Pardonner, c'est continuer avec. Ne pas pardonner, c'est continuer sans ;-)
Je ne sais pas si je suis très clair moi non plus ;-)

Arthémisia 12/05/2014 11:42

Tu. Vous.
Je me perds.
Oups!

Arthémisia 12/05/2014 11:39

J'ai commencé par "La Carte et le territoire" que je n'avais pas particulièrement aimé, et même qui m'avait un peu dérangée par son rapport irrespectueux à l'Art (comparaison d'une scène sanglante de crime avec un Pollock...). Puis j'ai lu de sa poésie : noire, ...oui, d'une pureté noire. Là oui, j'ai aimé, peut-être tout simplement parce que je m'y suis retrouvée.
Et je viens de finir les Particules.
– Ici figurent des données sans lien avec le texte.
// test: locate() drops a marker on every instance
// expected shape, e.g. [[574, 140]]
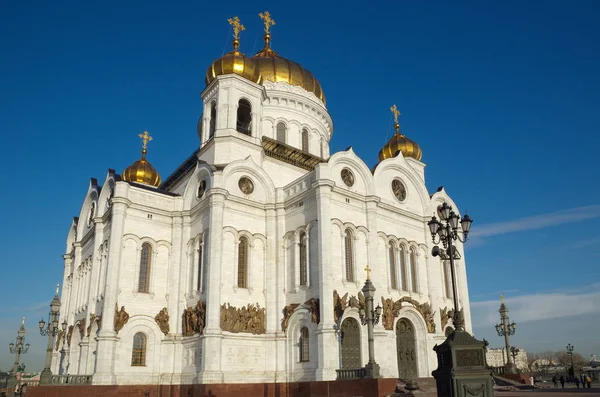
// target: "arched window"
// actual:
[[304, 350], [243, 262], [403, 272], [349, 248], [281, 132], [303, 265], [244, 117], [413, 271], [304, 140], [200, 259], [145, 267], [213, 120], [138, 353], [393, 271]]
La condition humaine dans tout ce qu'elle a de solitaire, me va elle aussi très bien. Je ne peux pas me voiler la face : je préfèrerai toujours Schiele à Renoir! Autant dire que je ne supporte pas le sucre, la croute dorée et superficielle. Houellebecq, ça parle direct, ça ne triche pas.
Quant au pardon, (qui n'est pas une illustration ; les oeuvres que je place "en accompagnement" des textes que je publie ici ne sont surtout pas ça mais des AVEC, quelque chose de l'ordre d'une possibilité, d'une lecture étendue, d'une poursuite, d'un après possible, d'un "aller plus loin". Surtout pas imposé. Alors oui, ce pardon, il est pour moi (et probablement pas pour les autres...encore que...) ce qui pourrait peut-être autoriser l'authentique et le profond ; j'entends :
- se pardonner à soi-même de ne pas avoir su/pu passer du côté de l'authentique et du profond (pour toutes les raisons possibles qui seraient trop longues à développer;
- pardonner à l'autre de ne pas l'avoir fait lui-même .

Je me suis longtemps posé la question de ce pardon : néfaste? ou pas?
L'avoir expérimenté dans un des moments les plus durs de ma vie me pousse à penser qu'il peut être porteur de vie, simplement parce que malgré tout (et tous!) il nous faut continuer. Mais peut-être vois-je ce pardon simplement comme une absence de jugement?

J'ai fait long. Pardonnez- moi!!!! euh....j'ai dit pardon? !!!!!!
Merci de ton passage ici Samouraï ; je rôde un peu chez toi moi aussi, dans tous tes chez toi depuis peu. Il faut que je creuse encore un peu avant de me lâcher : pourtant je m'y sens déjà à l'aise. Il me semble que c'est bon signe.